暖機後目標出力算出部74は、暖機終了要求判定部73によって暖機制御の終了要求があると判定されたときに、暖機制御の実行後における内燃機関の出力目標値である暖機後目標出力を算出する。暖機後目標出力は、内燃機関10の暖機制御後の状態において一酸化炭素(CO)や窒素酸化物(NOx)などの排出を可能な限り少なくできるように設定されている。暖機後目標出力は、予め実験やシミュレーションによって求められて記憶されている。
第1通信部75は、第1送信部75A及び第1受信部75Bを含み、ハイブリッド制御部80と通信可能に構成されている。第1送信部75Aは、ハイブリッド制御部80に信号を送信する。第1送信部75Aからハイブリッド制御部80に送信される信号としては、暖機中目標出力算出部72によって算出された暖機中目標出力に対応する信号や、暖機後目標出力算出部74によって算出された暖機後目標出力に対応する信号などがある。第1受信部75Bは、ハイブリッド制御部80から送信された信号を受信する。

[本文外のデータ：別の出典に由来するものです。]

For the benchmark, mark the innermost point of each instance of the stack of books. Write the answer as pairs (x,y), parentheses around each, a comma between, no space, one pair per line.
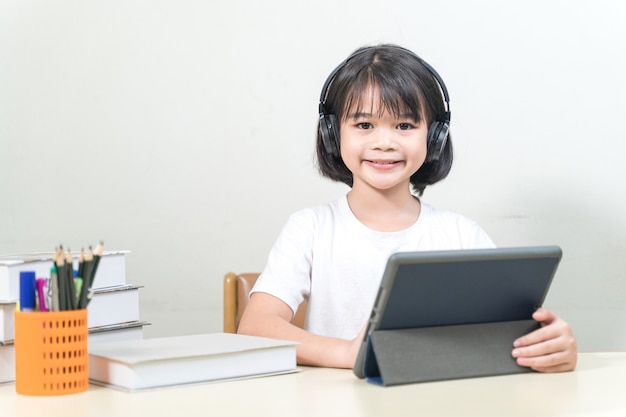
(113,312)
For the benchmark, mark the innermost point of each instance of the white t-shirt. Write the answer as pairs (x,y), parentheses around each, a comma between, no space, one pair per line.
(326,255)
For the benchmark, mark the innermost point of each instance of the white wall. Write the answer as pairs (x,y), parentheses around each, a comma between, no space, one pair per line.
(183,131)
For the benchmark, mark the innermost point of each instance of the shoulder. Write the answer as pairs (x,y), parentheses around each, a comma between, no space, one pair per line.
(465,231)
(320,213)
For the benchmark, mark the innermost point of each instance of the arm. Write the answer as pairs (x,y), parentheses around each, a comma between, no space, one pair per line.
(268,316)
(551,348)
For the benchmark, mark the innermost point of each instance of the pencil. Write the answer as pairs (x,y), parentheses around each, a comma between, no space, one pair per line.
(87,268)
(69,277)
(96,261)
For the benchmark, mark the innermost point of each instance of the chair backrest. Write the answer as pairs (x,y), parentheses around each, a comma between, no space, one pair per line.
(237,289)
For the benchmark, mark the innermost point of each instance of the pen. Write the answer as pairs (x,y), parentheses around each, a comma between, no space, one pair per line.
(28,300)
(54,289)
(41,294)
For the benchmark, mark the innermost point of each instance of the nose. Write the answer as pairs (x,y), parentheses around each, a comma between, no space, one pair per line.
(384,139)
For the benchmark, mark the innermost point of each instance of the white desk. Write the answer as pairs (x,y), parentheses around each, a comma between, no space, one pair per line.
(597,388)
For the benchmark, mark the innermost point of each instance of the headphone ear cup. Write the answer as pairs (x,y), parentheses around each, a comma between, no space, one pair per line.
(437,139)
(329,130)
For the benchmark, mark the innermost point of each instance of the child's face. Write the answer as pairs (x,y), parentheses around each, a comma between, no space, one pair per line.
(381,150)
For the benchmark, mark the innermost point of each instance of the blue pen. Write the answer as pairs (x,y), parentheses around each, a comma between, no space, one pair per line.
(28,299)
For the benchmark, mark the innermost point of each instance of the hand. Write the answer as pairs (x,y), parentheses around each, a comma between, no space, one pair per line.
(551,348)
(355,345)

出力制御部77は、内燃機関10の点火時期、燃料噴射量、及び吸入空気量を制御することにより、内燃機関10の出力を制御する。出力制御部77は、機能部として、点火時期算出部77A、合致判定部77B、水温算出部77C、要求出力変化量算出部77D、徐変量算出部77E、カウンタ部77F、点火時期制御部77G、燃料噴射弁制御部77H、吸気量制御部77I、及び徐変要求判定部77Jを有している。
点火時期算出部77Aは、暖機中目標出力算出部72によって算出された暖機中目標出力、及び暖機後目標出力算出部74によって算出された暖機後目標出力、及びハイブリッド制御部80によって設定される内燃機関10の要求出力であるエンジン側要求出力に基づいて点火時期を算出する。点火時期算出部77Aは、暖機後目標出力及びエンジン側要求出力に基づいて点火時期を算出する際には、例えば、最大トルクを得ることのできる点火時期であるMBT点となるように点火時期を算出する。一方で、点火時期算出部77Aは、暖機中目標出力に基づいて内燃機関10の点火時期を算出する際には、MBT点よりも大きく遅角側になるように点火時期を算出する。そのため、暖機中目標出力に基づいて算出される点火時期、すなわち、暖機制御中に適用される点火時期は、暖機後目標出力及びエンジン側要求出力に基づいて算出される点火時期、すなわち暖機制御を実行していないときに適用される点火時期よりも遅角側の値として算出される。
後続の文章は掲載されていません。